See also Disaster Recovery Technical Reference.

Overview

Two clusters are managed using separate Terraform state files:

  • Primary (eastus): production, dr="active".

  • Secondary (westus): standby, dr="standby", minimal capacity, reads the primary's Azure Blob Storage container using the exact same encryption key pulled from remote state, and keeps all LogScale pods scaled to zero until a failover/promotion is initiated.

Region flexibility:

  • The regions shown (eastus and westus) are examples only. You can deploy in any Azure regions supported by your organization. Update azure_resource_group_region in your tfvars, the remote state configuration, and any region-specific references (for example Traffic Manager/DNS) to match your chosen regions.

Key features:

  • Automated encryption key synchronization (no hardcoding).
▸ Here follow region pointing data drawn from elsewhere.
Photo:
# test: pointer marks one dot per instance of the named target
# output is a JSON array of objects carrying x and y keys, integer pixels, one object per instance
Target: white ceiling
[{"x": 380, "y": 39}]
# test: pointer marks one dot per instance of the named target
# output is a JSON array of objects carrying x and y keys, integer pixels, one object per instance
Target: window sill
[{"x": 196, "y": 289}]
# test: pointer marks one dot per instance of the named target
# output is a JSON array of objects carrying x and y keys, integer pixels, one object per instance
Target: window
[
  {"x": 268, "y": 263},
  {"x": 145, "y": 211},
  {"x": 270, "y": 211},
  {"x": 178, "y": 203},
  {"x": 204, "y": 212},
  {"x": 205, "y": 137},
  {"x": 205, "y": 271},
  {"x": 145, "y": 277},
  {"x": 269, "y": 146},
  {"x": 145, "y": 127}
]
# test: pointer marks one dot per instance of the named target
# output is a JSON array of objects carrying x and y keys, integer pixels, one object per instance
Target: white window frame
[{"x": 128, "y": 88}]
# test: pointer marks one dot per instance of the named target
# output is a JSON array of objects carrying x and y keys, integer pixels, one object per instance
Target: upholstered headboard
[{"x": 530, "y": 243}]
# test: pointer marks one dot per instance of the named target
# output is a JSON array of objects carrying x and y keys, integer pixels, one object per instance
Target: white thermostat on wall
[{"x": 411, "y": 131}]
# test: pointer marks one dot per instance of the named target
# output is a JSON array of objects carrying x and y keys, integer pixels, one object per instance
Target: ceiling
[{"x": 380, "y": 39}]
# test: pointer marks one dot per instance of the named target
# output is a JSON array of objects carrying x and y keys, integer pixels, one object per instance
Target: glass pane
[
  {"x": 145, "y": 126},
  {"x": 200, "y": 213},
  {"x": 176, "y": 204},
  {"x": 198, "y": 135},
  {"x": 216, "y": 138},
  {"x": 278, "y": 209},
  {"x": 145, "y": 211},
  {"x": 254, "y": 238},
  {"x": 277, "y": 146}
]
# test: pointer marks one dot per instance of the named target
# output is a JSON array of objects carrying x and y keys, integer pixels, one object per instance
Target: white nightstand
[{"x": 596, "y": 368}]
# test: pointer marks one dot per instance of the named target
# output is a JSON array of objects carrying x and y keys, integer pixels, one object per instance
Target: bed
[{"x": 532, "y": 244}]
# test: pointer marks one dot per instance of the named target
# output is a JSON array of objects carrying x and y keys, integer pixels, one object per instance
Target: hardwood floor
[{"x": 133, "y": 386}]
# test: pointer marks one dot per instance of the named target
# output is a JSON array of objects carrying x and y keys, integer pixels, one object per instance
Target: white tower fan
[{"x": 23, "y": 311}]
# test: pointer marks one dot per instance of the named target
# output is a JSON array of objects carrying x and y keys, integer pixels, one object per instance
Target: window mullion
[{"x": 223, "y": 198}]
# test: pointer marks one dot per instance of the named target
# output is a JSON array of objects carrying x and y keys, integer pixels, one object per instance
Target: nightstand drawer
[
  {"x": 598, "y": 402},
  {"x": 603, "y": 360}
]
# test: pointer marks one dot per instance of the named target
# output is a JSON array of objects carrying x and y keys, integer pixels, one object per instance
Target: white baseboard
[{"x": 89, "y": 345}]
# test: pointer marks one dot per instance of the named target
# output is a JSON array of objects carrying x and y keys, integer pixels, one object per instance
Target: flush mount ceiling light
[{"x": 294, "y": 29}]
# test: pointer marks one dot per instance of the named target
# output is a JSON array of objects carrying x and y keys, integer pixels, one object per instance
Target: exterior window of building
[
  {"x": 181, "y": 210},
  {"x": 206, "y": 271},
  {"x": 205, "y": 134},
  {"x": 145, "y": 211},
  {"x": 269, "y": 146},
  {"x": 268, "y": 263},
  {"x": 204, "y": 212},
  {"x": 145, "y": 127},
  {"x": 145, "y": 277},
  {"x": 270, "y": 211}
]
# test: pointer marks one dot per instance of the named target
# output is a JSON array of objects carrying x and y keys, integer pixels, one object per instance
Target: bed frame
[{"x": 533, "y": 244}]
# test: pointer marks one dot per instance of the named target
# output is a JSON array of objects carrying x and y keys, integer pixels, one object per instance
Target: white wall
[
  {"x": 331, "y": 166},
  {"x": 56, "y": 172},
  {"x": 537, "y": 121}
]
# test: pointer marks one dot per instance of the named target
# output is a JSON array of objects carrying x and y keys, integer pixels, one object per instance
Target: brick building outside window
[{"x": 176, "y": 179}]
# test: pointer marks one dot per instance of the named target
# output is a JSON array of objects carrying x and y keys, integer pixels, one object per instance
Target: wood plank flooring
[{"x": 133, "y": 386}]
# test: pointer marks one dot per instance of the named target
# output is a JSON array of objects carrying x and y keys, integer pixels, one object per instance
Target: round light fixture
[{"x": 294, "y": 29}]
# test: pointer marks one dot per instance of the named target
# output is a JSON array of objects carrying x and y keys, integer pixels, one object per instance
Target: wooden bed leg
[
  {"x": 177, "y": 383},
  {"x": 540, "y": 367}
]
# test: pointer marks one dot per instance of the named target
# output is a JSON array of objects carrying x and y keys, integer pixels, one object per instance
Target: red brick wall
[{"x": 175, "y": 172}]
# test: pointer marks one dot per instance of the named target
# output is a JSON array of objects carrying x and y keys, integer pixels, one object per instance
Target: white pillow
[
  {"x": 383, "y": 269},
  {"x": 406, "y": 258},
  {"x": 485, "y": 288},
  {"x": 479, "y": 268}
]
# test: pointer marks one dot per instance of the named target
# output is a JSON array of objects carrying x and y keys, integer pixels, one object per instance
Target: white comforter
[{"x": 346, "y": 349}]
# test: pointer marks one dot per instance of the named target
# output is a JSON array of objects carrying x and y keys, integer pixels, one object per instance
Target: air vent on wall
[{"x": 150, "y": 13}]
Standby apply requires the primary key (remote state or explicit value).

  • Cross-region storage access via primary storage firewall update (secondary NAT GW IP) + primary storage account key from remote state (AZURE_RECOVER_FROM_ACCOUNTKEY). Terraform also assigns Storage Blob Data Reader to the standby AKS managed identity.

  • Alerts toggle automatically via ENABLE_ALERTS based on dr (true for active, false for standby).

  • Standby keeps Humio Operator scaled to 0; Azure Function (or manual) scales the operator to 1 on failover. NodeCount is already set to 1 on the HumioCluster manifest; no automatic scale-down exists.

  • Manual, controlled promotion by changing dr and applying Terraform.

Key capabilities:

Feature Primary (Active) Secondary (Standby)
Region eastus westus
Cluster Type Advanced (full production) Standby (Humio operator off)
Node Pools All pools per cluster_size (system/digest/ingress/ingest/ui/kafka) System/digest/ingress/kafka only; UI and Ingest node pools not created
Humio nodeCount cluster_size digest count nodeCount=1 declared, but no pods run until operator is scaled up
Humio operator 1 replica 0 replicas until failover
Replication Factor Production value 1 (overridden)
Auto Rebalance Enabled Disabled
Storage Container terraform output -raw storage_container_name terraform output -raw storage_container_name
Encryption Key Generated on first deploy Pulled from primary state (required for standby apply)
Terraform Workspace primary secondary
DR Mode dr = "active" dr = "standby"